Kayakalpa's history reaches back to sages renowned for their youthful longevity and supernatural powers, the Siddha yogis of India, circa 3000 B.C. Of the two ancient medical systems of India the Siddha system is the oldest. Its wisdom was first transferred from the god Shiva to his wife Parvati, and from her to the Siddhas, who practiced Kayakalpa as a a sacred science to attain Siddhi(mystical powers). Kayakalpa is described in Siddha and Ayurveda medical literature as the ultimate fountain of youth, vitality longevity, higher consciousness and as a means to reach the crown of Indian spiritual practice - Jivan Mukti, liberation within life itself.
There were two types of Kayakalpa: The first method, Kutipraveshika (from "Kuti" or cottage and "Praveshika" or dwelling within), was a profound experience primarily undergone by advanced Yogic practitioners and those who had the immense discipline needed to complete the treatment. During a process which lasted from 45 to 90 days, in a process of therapeutic austerity, secluded in a three layered womb-like cottage protected from air and sunlight, the aspirant received special herbal-mineral elixirs. They were sustained by small amounts of a carefully selected nourishment, and entered subtle states of consciousness that allowed them to rejuvenate completely.
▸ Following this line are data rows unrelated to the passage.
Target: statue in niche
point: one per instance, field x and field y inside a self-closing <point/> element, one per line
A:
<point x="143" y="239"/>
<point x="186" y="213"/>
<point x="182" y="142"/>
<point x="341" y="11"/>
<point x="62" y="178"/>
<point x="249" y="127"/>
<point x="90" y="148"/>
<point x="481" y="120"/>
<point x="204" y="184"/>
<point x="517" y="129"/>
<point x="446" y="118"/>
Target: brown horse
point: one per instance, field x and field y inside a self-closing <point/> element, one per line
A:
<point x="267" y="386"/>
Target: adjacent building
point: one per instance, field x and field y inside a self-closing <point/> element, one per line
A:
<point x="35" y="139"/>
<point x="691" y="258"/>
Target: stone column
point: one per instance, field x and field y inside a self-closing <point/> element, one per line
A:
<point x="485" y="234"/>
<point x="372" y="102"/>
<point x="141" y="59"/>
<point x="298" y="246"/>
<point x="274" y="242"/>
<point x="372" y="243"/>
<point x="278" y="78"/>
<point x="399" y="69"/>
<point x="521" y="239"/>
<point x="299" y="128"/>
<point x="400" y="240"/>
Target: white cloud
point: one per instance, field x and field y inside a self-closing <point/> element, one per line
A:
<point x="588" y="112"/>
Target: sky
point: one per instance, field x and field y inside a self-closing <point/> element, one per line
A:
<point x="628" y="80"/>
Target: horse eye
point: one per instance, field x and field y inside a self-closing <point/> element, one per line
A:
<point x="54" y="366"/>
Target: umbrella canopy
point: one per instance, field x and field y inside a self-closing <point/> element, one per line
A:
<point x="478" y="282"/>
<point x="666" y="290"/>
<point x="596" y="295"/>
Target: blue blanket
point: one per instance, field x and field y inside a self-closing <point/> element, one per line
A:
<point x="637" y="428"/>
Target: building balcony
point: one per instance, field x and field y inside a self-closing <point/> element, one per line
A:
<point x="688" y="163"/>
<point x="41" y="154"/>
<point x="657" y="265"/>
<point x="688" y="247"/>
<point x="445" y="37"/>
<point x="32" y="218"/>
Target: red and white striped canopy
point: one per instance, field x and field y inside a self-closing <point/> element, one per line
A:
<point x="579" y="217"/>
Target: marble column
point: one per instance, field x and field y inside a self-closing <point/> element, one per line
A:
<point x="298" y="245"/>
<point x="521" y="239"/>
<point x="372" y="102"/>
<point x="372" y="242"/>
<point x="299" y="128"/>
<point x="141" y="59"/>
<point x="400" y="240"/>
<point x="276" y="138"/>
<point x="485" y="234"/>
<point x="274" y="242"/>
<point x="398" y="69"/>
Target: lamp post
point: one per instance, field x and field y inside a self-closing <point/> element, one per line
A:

The second method of rejuvenation, Vatatapika (from the Sanskrit "Vata" or air and "Tapika" or sunlight), was gentler and allowed the person to engage in the normal activities of everyday life. It was historically given to royalty who could not abandon their duties of state. In the past 1600 years, the technique of Kayakalpa has become fragmented and currently in disuse in its entirety in India. It remains as a legend in the psyche of the modern Indian.
The sole living master of this discipline, Dr Raam Pandeya has synthesized ancient healing modalities and contemporary applications to create a system of purifying, nurturing and regenerating the vital energy of the body, mind and psyche.